In California, the state with the most uninsured Americans, few problems were reported. “We are having huge volume,” said Peter Lee, the exchange’s executive director. “We are live. Our state workers are answering the phone.”

Staff members from eHealth Inc., approved by the government to sign up customers through the federal exchanges, fielded calls from Hawaii, Texas, Michigan, Illinois and New York, among other states. Many people seemed unaware that new insurance plans under the law didn’t kick in until January, said Nathan Teater, who was working the phone as a TV monitor nearby displayed a message urging workers in the call center at Gold River, Calif., to “Keep Calm and Enroll On.”

Benefit Delay
“Everyone knows today’s the day, information-wise,” Teater, a customer service representative, said in an interview. “I don’t think the Jan. 1 start date sank in.”

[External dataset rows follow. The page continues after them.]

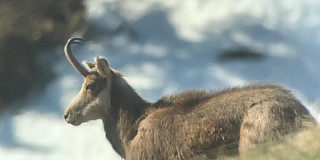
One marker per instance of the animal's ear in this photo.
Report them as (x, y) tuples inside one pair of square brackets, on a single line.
[(103, 67), (88, 65)]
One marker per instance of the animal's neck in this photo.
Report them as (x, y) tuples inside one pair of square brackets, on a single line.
[(126, 108)]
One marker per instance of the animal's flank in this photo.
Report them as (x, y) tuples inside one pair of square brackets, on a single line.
[(187, 125)]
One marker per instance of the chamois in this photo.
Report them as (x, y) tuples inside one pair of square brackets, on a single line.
[(194, 124)]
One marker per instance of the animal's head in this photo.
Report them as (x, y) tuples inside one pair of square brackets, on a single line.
[(93, 100)]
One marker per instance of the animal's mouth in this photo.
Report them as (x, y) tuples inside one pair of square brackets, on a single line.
[(74, 120)]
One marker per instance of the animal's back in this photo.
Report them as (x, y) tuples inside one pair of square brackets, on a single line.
[(192, 123)]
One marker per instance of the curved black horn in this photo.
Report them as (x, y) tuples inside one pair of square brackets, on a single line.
[(73, 61)]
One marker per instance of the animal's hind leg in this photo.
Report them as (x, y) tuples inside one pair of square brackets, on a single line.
[(264, 123)]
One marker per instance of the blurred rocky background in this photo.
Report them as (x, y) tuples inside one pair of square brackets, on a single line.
[(27, 28)]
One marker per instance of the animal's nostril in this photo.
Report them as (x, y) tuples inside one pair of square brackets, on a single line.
[(66, 116)]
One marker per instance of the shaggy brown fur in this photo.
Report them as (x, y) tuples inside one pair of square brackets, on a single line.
[(189, 125), (201, 124)]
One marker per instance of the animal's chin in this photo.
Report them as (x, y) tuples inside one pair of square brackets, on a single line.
[(74, 122)]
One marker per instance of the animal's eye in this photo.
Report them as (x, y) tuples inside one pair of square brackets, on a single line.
[(91, 86)]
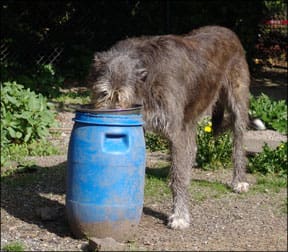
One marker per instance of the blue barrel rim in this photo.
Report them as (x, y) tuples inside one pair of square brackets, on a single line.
[(109, 119), (135, 109)]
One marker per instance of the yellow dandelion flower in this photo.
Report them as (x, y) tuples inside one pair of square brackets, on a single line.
[(208, 129)]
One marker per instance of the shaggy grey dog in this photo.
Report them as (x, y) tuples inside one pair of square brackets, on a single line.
[(176, 79)]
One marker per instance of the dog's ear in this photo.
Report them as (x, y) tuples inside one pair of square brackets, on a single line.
[(98, 61), (142, 73), (96, 69)]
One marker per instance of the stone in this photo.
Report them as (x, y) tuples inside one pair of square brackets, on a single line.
[(105, 244)]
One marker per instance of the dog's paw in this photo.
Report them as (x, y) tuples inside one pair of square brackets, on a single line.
[(240, 187), (177, 222)]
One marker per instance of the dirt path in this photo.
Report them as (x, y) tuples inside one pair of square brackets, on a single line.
[(32, 211)]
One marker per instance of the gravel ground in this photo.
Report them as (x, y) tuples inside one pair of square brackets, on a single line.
[(34, 214)]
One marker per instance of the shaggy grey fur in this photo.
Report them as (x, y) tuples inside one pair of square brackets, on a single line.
[(176, 79)]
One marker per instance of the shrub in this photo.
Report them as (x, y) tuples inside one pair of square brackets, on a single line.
[(270, 161), (42, 79), (25, 116), (273, 113)]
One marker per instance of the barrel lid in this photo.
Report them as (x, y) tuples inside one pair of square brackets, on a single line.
[(111, 117), (135, 109)]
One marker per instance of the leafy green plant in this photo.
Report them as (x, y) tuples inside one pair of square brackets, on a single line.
[(74, 97), (270, 161), (25, 117), (273, 113), (212, 153), (42, 80)]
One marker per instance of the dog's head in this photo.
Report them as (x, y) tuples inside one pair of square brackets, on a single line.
[(114, 79)]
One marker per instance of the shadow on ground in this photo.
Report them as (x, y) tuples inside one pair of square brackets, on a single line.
[(24, 193), (31, 189)]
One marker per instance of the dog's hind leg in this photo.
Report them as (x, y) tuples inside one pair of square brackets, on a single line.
[(183, 150), (238, 105)]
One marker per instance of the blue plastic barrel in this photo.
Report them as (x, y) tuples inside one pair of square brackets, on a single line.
[(105, 173)]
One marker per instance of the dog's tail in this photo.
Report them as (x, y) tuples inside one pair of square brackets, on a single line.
[(218, 117), (221, 121)]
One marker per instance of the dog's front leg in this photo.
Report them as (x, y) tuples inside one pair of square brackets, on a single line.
[(183, 150)]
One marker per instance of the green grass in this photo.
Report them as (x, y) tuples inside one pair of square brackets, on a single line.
[(14, 246), (202, 190), (81, 97), (268, 184), (156, 183)]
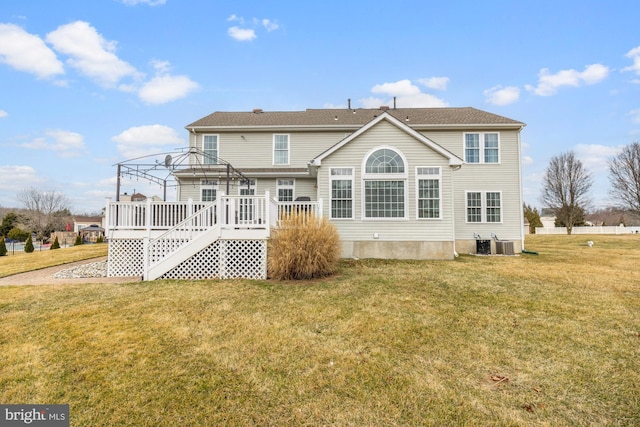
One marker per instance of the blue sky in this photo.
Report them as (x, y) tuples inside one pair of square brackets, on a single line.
[(87, 84)]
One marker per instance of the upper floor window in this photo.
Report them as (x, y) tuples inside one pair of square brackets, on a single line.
[(428, 192), (385, 182), (384, 160), (484, 206), (210, 149), (280, 149), (341, 192), (482, 147)]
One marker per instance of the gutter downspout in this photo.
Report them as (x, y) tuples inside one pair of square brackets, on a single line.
[(453, 209), (521, 198)]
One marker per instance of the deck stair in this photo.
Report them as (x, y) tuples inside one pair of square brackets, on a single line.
[(181, 242)]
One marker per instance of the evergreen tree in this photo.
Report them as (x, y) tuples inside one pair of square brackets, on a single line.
[(9, 221), (28, 247)]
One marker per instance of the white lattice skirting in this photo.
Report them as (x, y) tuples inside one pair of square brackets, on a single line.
[(224, 259)]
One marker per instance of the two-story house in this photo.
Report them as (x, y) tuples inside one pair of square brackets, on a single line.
[(405, 183)]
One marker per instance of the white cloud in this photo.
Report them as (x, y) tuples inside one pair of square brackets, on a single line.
[(65, 143), (548, 84), (145, 140), (436, 83), (90, 53), (241, 34), (634, 54), (499, 95), (407, 95), (635, 115), (594, 157), (149, 2), (19, 177), (270, 25), (164, 87), (246, 29), (27, 52), (399, 88)]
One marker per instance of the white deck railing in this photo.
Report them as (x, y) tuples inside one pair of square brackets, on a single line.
[(244, 212)]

After the initial rush, things will settle down and the law will see the kind of gradual enrollment that occurred with the rollout of the Medicare Part D prescription drug program in 2005, said Joel Ario, managing director of Manatt Health Solution, a Washington-based consulting firm that advises insurers, and a former director of the federal Office of Health Insurance Exchanges.

“It’s still too early to tell how serious the glitch problem will be,” Ario said in an e-mail. “But one of beauties of online systems is the ability to continually improve them, not like printing a million inaccurate brochures that have to be tossed.”

The government shutdown that began yesterday didn’t delay the exchanges because they’re funded largely through mandatory spending not affected by the budget battle.

Plan Subsidies
People eligible for coverage can go to healthcare.gov to find their state’s insurance exchange. Monthly prices for the lowest-tier of plans average $249 nationwide. People with incomes less than about four times the poverty level will get discounts on their premiums by way of tax credits. For a family of four, that means those with incomes of less than about $94,000 qualify for the credits.

Enrollees don’t have to complete the process until Dec. 15 to guarantee coverage on Jan. 1. About two-thirds of uninsured people said they plan to buy medical coverage next year rather than pay a fine, according to a Gallup poll published Sept. 30.